Jogh offers the following examples of how yoga and ayurveda might improve mental health:

Routine: Establishing a daily routine, or “Dincharya,” which includes rising early to do yoga or exercise, allocating ample time for rest, recreation, and thought, and going to bed at a reasonable hour. Although we now refer to this as wellness or setting limits, it was simply a normal aspect of life for our grandparents and other older generations.

Daily efforts to find harmony and alignment with nature can greatly reduce stress and self-inflicted strain. Similar to daily routine, it’s vital to adjust our lifestyle, food, and other habits based on seasonal changes. For instance, taking a nap during a long summer day might help you stay alert and prevent exhaustion, but taking the same nap in the winter can make you feel drowsy and unfocused.

Diet: We frequently overlook how closely our mental health and intestinal health are related. Diet must be modified in accordance with each person’s unique requirements and any imbalances they may be experiencing. For someone who experiences “Vata” imbalances such as insomnia, a lack of sleep, or nerve disorders, nourishing meals are preferable. While someone who is melancholy due to a “Kapha” imbalance might benefit from a lighter yet flavorful supper with spices. A calming meal is advised for a pitta-aggravated or anxious state.

Eating locally, seasonally, and at the appropriate time is crucial, as is being aware of dietary intolerances and potentially dangerous food combinations. There are numerous herbs in our kitchen that can be utilised to treat and ward off minor ailments.

Beyond and Yoga: Yogasana is employed in the treatment and prevention of mental illness. You can select a type of physical asana practise based on your needs, including your age, metabolism, stage of life, and any imbalances you may be experiencing. Yoga can be adjusted and modified to suit the individual, unlike most other physical activities and exercises, which can be rather general. This is why it differs from most other physical activities and exercises.
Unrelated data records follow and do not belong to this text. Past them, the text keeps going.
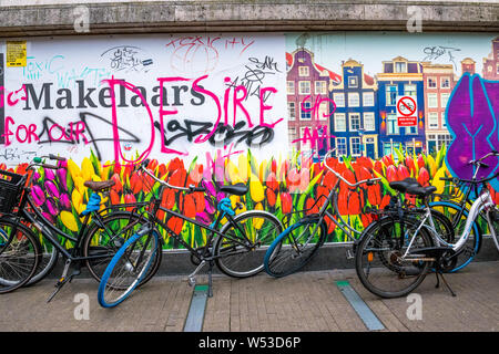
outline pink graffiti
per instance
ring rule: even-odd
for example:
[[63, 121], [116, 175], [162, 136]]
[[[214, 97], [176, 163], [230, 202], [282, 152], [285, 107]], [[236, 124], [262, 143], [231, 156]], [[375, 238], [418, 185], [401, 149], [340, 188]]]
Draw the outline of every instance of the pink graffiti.
[[[23, 95], [19, 95], [20, 92], [22, 92]], [[7, 96], [7, 104], [9, 106], [14, 106], [19, 101], [26, 101], [28, 95], [24, 85], [22, 85], [21, 88], [11, 92], [7, 92], [6, 87], [0, 86], [0, 107], [3, 107], [4, 105], [4, 96]]]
Asana is a physical exercise that aids in the release of physical tension, improves the flow of energy through the body, releases feel-good hormones, and helps us connect to and root in our bodies. Most persons who have mental health problems are frequently dissociated from their body and absent.
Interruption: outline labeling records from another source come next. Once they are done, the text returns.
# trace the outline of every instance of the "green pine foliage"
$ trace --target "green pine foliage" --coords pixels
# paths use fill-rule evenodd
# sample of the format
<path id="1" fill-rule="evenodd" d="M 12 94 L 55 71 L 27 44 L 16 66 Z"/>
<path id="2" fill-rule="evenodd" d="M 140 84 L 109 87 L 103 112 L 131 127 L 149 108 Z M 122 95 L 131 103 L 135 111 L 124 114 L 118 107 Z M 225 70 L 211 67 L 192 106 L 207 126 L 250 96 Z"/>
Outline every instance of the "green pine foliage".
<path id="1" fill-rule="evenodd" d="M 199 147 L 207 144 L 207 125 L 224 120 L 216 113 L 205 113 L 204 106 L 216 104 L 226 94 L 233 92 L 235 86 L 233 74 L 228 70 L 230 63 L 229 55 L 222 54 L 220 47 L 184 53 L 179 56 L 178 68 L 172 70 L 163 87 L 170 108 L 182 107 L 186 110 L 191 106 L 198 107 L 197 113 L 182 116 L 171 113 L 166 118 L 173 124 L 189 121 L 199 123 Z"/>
Yoga for anxiety reduction

Since yoga and ayurveda cover such a wide range of practises and a way of life, there is something for everyone to learn and adapt to meet their modern-day needs. Active practises are for people with mental inertia, grounding practises are for people who are restless and anxious, and cooling, calming practises are for people who are agitated. Your mind, body, and spirit require whatever it is that you are least receptive to. Walking barefoot on grass or in the open air can instantly improve your attitude.

“Living in harmony with nature and its requirements will enable you to live a balanced, contented existence. Energy or soul matter are the only things that last forever; all other things are transient. We can all learn how to take care of it and maintain it “declaring Mihir Jogh.